This year Paris Photo is launching the Voices sector which highlights a selection of artists or galleries through the eyes of an exhibition curator. Three curators were invited to design a proposal around a theme of their choice: the founder of FotoMexico Elena Navarro imagined a project around Latin American photography, Azu Nwagbogu, founder and president of Lagos Photo Festival explores the way in which artists reappropriate archives while the author and independent curator Sonia Voss is interested in the room as a platform of expression through the prism of the Eastern European scene and the North after the Cold War.
Your proposal is titled Four Wallswhat are its themes?
I have been interested for some time in the way in which the coercive systems of Eastern and Northern Europe in the 1970s and 1980s led artists to develop strategies very focused on the intimate and the space domestic. These spaces, often restricted, have been transformed into real places of creation thanks to the inner freedom and imagination of the artists. This is something that I find very strong and which continues to strike today, in very diverse ways from one country to another. We worked with the participating galleries to highlight figures who are sometimes still unknown to the general public and who talk about these forms of creation, these strategies that are very specific to these territories. Furthermore, we did not want to lock these historical positions in the past but on the contrary show how they continue to influence contemporary creation, by creating bridges between the past and the present.
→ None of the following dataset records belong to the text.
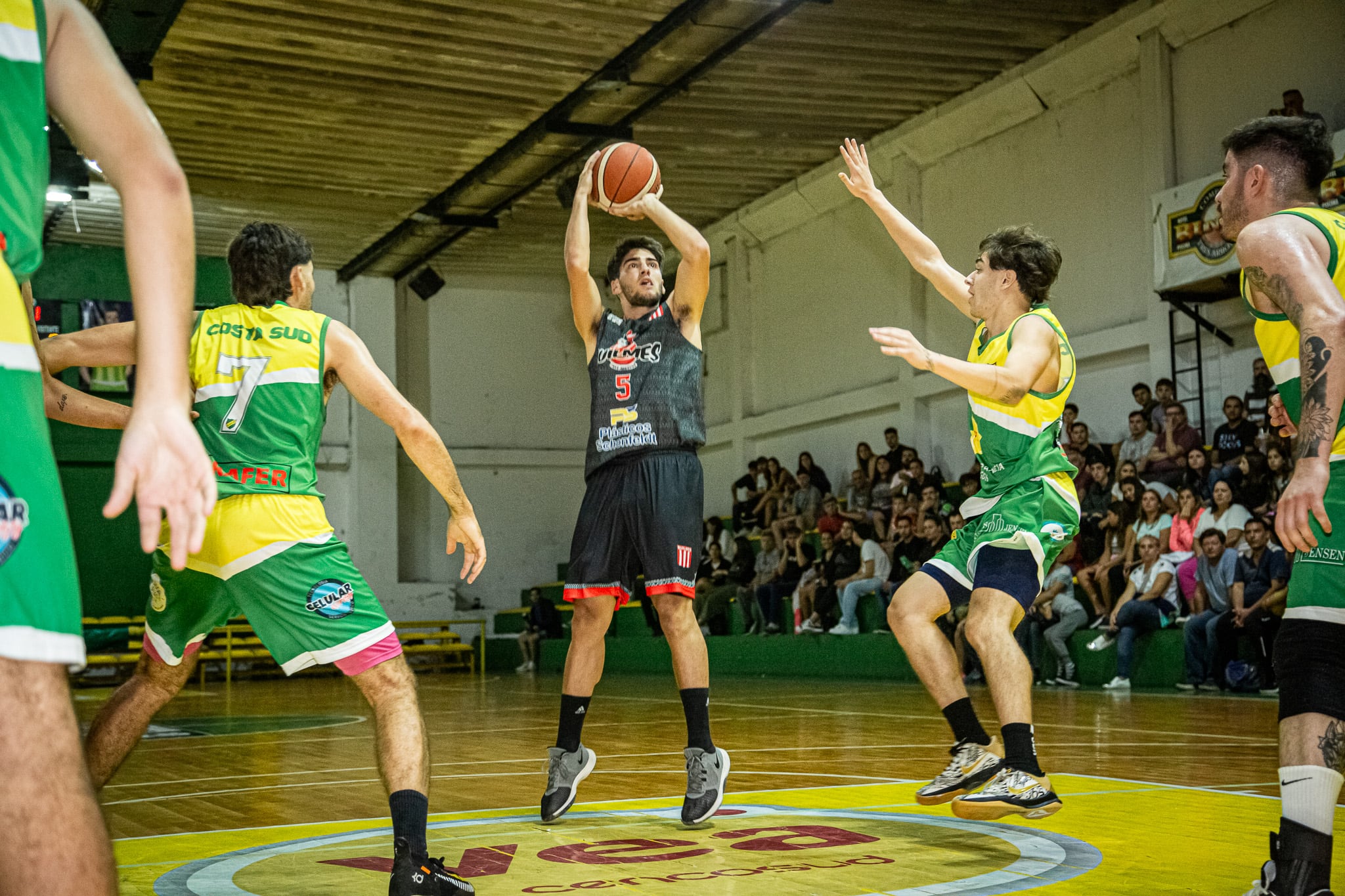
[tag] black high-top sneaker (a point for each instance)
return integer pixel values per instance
(423, 878)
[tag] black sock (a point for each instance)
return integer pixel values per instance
(1020, 748)
(409, 809)
(1304, 860)
(965, 725)
(573, 712)
(695, 704)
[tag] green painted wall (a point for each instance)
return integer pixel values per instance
(114, 571)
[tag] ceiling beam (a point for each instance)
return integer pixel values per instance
(526, 139)
(663, 95)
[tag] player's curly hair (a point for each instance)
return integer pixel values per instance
(1028, 254)
(626, 247)
(1298, 151)
(260, 259)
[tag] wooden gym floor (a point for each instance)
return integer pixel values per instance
(269, 788)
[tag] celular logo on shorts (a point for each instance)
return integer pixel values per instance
(158, 597)
(14, 521)
(331, 598)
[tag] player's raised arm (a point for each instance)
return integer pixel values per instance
(1282, 263)
(585, 299)
(350, 359)
(919, 249)
(693, 273)
(162, 463)
(1033, 347)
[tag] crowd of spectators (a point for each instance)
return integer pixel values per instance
(1172, 532)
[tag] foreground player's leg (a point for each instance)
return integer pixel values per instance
(707, 765)
(912, 613)
(1310, 672)
(55, 842)
(124, 719)
(404, 766)
(569, 761)
(1020, 786)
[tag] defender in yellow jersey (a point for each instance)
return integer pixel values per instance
(261, 372)
(1293, 282)
(1019, 375)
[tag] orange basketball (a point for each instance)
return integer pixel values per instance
(623, 174)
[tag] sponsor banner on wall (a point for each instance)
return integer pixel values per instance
(1188, 242)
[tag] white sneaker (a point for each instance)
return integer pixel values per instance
(1102, 641)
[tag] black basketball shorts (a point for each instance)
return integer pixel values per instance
(642, 513)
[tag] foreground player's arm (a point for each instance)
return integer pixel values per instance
(64, 403)
(1282, 258)
(585, 300)
(919, 249)
(368, 385)
(160, 463)
(1034, 345)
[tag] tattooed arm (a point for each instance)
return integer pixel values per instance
(1285, 261)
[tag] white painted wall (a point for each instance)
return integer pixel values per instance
(1074, 141)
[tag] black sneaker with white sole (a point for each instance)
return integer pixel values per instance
(564, 773)
(705, 777)
(423, 876)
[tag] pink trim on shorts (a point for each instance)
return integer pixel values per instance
(370, 656)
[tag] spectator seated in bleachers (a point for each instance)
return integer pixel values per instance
(797, 557)
(818, 599)
(1147, 603)
(816, 473)
(1168, 457)
(1265, 578)
(1057, 616)
(831, 516)
(875, 567)
(1216, 589)
(803, 508)
(544, 621)
(715, 590)
(770, 561)
(1137, 445)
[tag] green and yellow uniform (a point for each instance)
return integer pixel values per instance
(1026, 499)
(39, 591)
(269, 551)
(1317, 587)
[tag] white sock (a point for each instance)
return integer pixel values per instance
(1309, 794)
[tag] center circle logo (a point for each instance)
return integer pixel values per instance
(14, 521)
(331, 598)
(749, 851)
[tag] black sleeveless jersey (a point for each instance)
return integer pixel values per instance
(646, 389)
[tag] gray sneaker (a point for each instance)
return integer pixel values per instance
(563, 778)
(705, 777)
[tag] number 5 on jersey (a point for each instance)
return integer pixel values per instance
(254, 368)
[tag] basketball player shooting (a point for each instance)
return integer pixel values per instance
(1019, 375)
(1293, 282)
(643, 501)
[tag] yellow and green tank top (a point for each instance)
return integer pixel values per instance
(1019, 442)
(259, 381)
(24, 167)
(1277, 335)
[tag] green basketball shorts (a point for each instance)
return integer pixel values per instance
(1317, 585)
(1011, 540)
(273, 559)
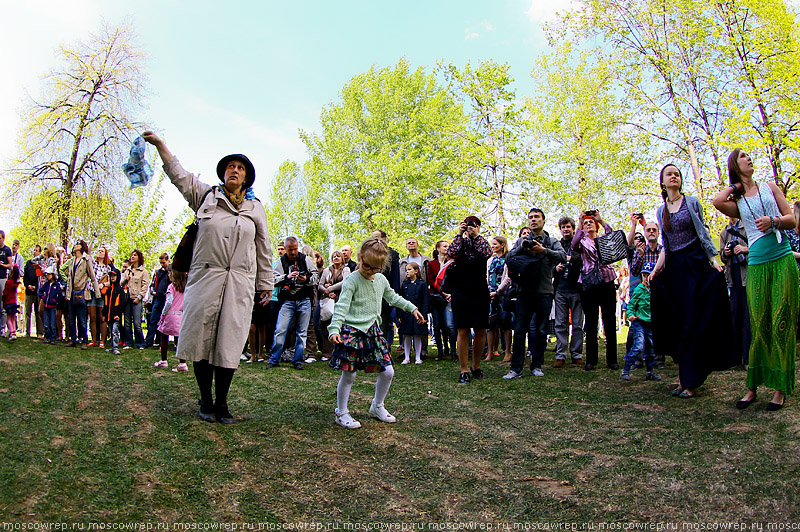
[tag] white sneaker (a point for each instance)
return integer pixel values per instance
(380, 412)
(344, 419)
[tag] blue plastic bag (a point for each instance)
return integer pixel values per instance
(137, 168)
Which countries are represented?
First there is Ukraine with the Alexandra de Viveiros gallery, very attached to the defense of the Kharkiv school for several years. The Anca Poterasu gallery represents Romania with photographer Aurora Király and the collective of experimental filmmakers kinema ikon which has existed since the 1970s. The Czech Republic is present with Fotograf Contemporary which shows two women, Libuše Jarcovjáková and Markéta Othová. The Monopol gallery brings together a Polish artist Zygmunt Rytka and an East German artist, Gabriele Stötzer. Finally, Kaunas Photography brings together several Lithuanian photographers. The latter three are participating in Paris Photo for the first time. One of the reasons for existence of Voices is indeed to open the doors to new actors.
All these artists are linked by visual strategies that divert the coercive systems in which they emerged. You mention in your introductory text “the sovereignty of their bodies, the’imagination and, often,’humor” with which they face restrictions on freedom. This involves in particular staging, compositional games, intervention on the image, transcendence of everyday life… Are these strategies common to all countries?
The more we explore the photographs of these countries, the less we want to bring them together under the same label. Each country has a different history: I am thinking of historical events but also of the history of photography. In East Germany, avant-garde artists left the country in the 1930s and photography was built without the foundation of this avant-garde. In the Czech Republic or Poland, on the contrary, it is very present throughout the history of the 20th century. On the other hand, we have countries which have been more strongly marked by humanist documentary traditions, such as Lithuania. There are therefore obvious common features, linked to human experiences shared by the different countries of the “Eastern bloc” but also visual traditions specific to each.
How do you perceive the place of Eastern and Northern European photography on the international market?
In recent years I have observed the growing presence of galleries from this region on the market. In any case, institutions are increasingly interested in these countries. The Center Pompidou in particular has made a lot of effort to integrate these territories into its collections. American collections are also very attentive to these chapters in the history of photography.
Can you tell us about some of the works on the tour? ?
I can tell you about Roman Pyatkovka who is represented by Alexandra de Viveiros and whose work gives a great example of how these artists make their intimate space, their “home”, a field of experimentation, a laboratory . Pyatkovka made experimental photographs using naked bodies — the representation of which was prohibited at the time — onto which he projected images of official Soviet parades. From his bedroom, he created a multi-layered world, combining bold formal experiments and open critique of the regime. Another striking example is the work of Libuše Jarcovjáková, which some were able to discover at the Rencontres d'Arles in 2019. She lived and worked on the fringes of Czech society for a long time. The domestic space which was for her a space of withdrawal became an intimate theater where she put herself on stage with her friends, in the simplicity and exuberance of her private life.